Scripture talks about the "groanings too deep for words" in Romans 8:26. That’s a far cry from a song lyric about God picking up the melody when we lose our pitch. Reality is rarely that musical. When you’ve been laid off, when your identity isn't just "failing" but has been erased by a corporation, does God really "sing" to you? Or is that just a way to avoid the crushing silence of a God who doesn’t always speak in clear, melodic tones?
Then there’s the demand: "Leva-me no mais profundo do Teu ser." It’s a bold request. Most of us pray to be kept safe, not to be taken into the depths of a "fire that will never go out." That’s Cheap Grace territory if we aren't careful—treating God like a furnace to warm our hands while ignoring the fact that fire burns everything it touches. If you’re really going into the depths of a holy, consuming God, you aren't coming out the same. You might come out broken.

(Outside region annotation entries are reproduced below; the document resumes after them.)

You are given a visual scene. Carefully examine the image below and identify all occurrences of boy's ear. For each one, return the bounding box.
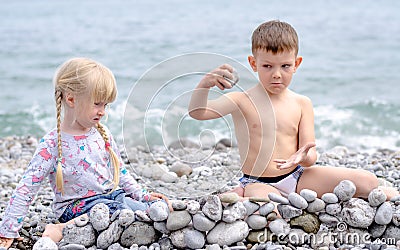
[65,92,75,108]
[247,56,257,72]
[294,56,303,72]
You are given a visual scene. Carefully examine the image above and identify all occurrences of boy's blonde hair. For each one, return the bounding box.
[53,58,120,193]
[251,20,299,56]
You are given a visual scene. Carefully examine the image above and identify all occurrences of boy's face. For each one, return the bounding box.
[248,50,302,94]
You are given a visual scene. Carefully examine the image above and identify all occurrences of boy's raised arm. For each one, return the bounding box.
[189,64,237,120]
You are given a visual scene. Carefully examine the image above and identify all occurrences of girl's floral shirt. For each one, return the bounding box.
[0,125,150,238]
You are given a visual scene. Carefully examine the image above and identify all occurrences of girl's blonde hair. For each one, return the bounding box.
[53,58,120,193]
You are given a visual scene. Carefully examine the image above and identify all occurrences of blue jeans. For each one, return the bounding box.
[58,189,152,223]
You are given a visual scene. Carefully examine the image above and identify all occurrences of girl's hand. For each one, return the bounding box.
[274,142,315,169]
[150,193,174,211]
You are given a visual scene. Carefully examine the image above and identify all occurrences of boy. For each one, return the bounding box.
[189,21,398,199]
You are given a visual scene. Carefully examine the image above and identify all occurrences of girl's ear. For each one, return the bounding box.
[247,56,257,72]
[65,92,75,108]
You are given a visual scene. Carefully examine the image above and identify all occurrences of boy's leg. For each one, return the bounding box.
[296,166,399,200]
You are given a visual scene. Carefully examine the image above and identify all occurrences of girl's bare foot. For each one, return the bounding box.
[0,237,14,249]
[42,223,65,243]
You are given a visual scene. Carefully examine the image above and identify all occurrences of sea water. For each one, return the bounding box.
[0,0,400,150]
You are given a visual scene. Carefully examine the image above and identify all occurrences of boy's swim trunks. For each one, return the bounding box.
[239,165,304,197]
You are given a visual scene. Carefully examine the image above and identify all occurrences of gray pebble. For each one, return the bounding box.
[89,203,110,232]
[300,188,317,202]
[288,192,308,209]
[333,180,356,201]
[321,193,339,204]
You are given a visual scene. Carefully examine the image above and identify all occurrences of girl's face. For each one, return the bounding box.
[249,51,302,94]
[75,97,108,130]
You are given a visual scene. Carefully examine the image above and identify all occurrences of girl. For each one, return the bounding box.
[0,58,169,248]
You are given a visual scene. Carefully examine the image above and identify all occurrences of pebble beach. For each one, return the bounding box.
[0,137,400,250]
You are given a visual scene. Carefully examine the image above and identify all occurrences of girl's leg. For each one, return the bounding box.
[124,197,150,211]
[296,166,399,200]
[42,214,88,243]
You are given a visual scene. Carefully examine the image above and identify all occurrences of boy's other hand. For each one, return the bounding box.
[274,142,315,169]
[200,64,239,90]
[0,237,24,249]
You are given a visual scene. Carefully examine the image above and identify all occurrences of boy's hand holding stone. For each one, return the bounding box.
[200,64,239,90]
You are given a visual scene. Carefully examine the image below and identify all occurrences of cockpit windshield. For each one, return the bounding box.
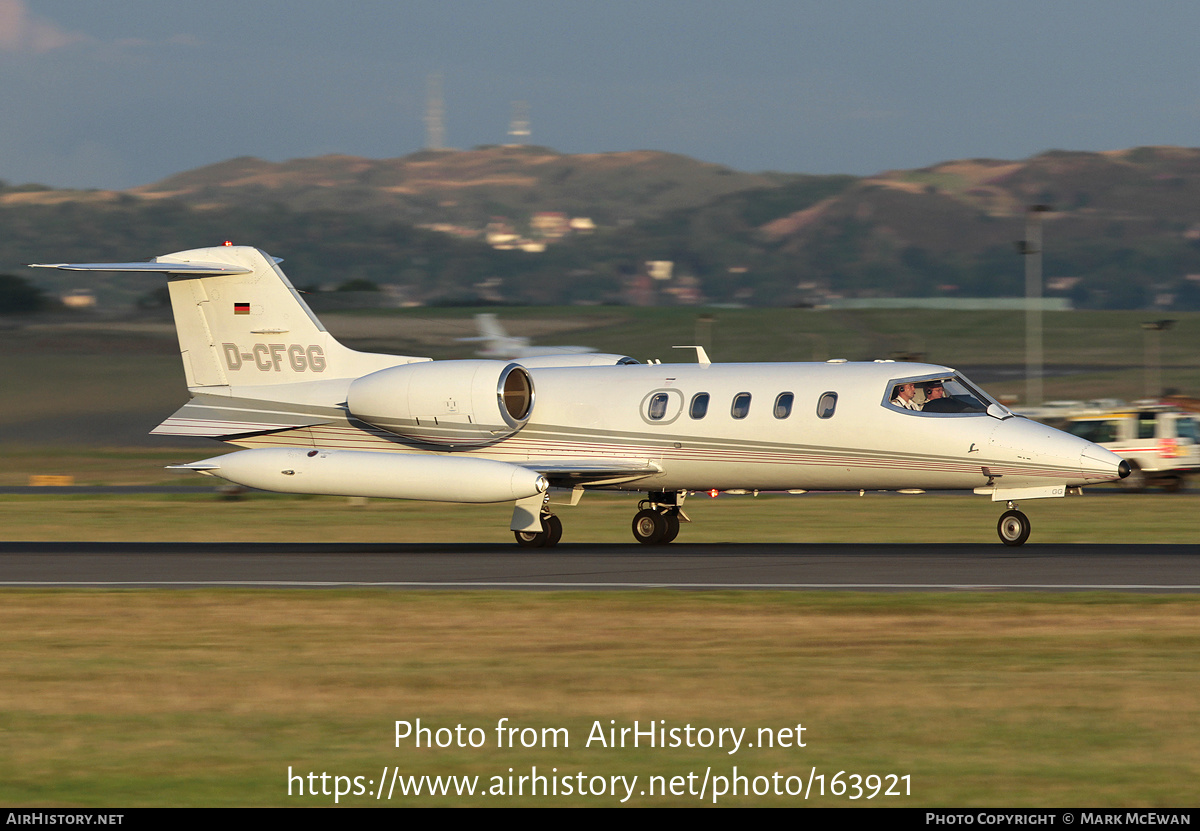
[883,373,1010,416]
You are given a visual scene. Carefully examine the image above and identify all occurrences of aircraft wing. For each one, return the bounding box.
[518,459,662,488]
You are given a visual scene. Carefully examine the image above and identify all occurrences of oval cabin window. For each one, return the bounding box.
[647,393,670,422]
[817,393,838,418]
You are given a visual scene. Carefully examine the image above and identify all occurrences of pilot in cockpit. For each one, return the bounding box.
[920,381,970,413]
[892,383,920,409]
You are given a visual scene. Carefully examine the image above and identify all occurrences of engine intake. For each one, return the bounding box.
[346,360,534,447]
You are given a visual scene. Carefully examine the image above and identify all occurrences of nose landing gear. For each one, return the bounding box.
[996,502,1033,545]
[634,492,691,545]
[512,514,563,549]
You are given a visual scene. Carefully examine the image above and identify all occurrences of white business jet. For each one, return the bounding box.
[32,243,1129,548]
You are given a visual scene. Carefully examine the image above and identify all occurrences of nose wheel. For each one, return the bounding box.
[512,514,563,549]
[634,508,679,545]
[996,510,1032,545]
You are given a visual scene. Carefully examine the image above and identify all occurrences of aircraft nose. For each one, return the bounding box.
[1079,442,1130,482]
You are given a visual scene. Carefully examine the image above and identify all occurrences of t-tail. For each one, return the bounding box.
[29,245,427,395]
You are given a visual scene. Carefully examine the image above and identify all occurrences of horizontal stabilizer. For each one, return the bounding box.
[150,395,329,438]
[29,263,254,277]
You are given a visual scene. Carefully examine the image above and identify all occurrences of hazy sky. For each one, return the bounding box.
[0,0,1200,187]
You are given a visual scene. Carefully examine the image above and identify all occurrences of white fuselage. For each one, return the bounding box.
[230,363,1120,490]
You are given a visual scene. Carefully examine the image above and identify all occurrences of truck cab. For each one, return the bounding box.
[1060,406,1200,494]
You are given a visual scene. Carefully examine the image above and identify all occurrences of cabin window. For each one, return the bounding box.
[647,393,678,422]
[773,393,796,418]
[817,393,838,418]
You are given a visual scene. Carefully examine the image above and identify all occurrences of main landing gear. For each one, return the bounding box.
[996,502,1032,545]
[634,491,691,545]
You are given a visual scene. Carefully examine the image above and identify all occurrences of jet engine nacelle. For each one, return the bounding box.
[346,360,533,447]
[193,447,547,502]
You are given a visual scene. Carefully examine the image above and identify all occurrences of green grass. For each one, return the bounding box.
[0,591,1200,807]
[0,492,1200,545]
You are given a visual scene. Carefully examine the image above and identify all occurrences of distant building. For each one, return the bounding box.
[529,210,571,239]
[59,288,96,309]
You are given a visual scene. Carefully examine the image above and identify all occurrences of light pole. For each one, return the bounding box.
[1020,205,1052,407]
[1141,321,1175,399]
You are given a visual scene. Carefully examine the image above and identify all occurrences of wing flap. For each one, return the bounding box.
[521,459,662,488]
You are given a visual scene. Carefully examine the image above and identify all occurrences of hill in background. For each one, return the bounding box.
[7,147,1200,309]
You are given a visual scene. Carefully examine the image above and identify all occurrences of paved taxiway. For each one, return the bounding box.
[0,543,1200,592]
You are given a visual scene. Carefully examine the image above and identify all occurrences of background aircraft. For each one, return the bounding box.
[35,244,1129,546]
[460,313,595,358]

You might come out with nothing left to perform.
I appreciate the vulnerability Rocha brings to the stage, but I wonder if we’re using these songs as a distraction from the fact that sometimes, He doesn’t "revelar quem eu sou" (reveal who I am) in a way that makes sense. Sometimes, He leaves us in the dark.
I’m left wondering if we prefer the song because it offers a conclusion. It wraps up the anxiety of being "cercado em meio a vozes" (surrounded by voices) with a tidy chorus about love. But what if the voices never stop? What if you’re still standing there, waiting for a whisper, and the only thing you hear is the air conditioner humming?
Maybe there’s something to be said for the silence after the song ends. If the "fire" is real, it shouldn’t just be a line we belt out. It should be the thing that keeps us awake at night, wondering if we’re actually being refined or just burned. I don’t have an answer for that. But I’m not sure the song does, either.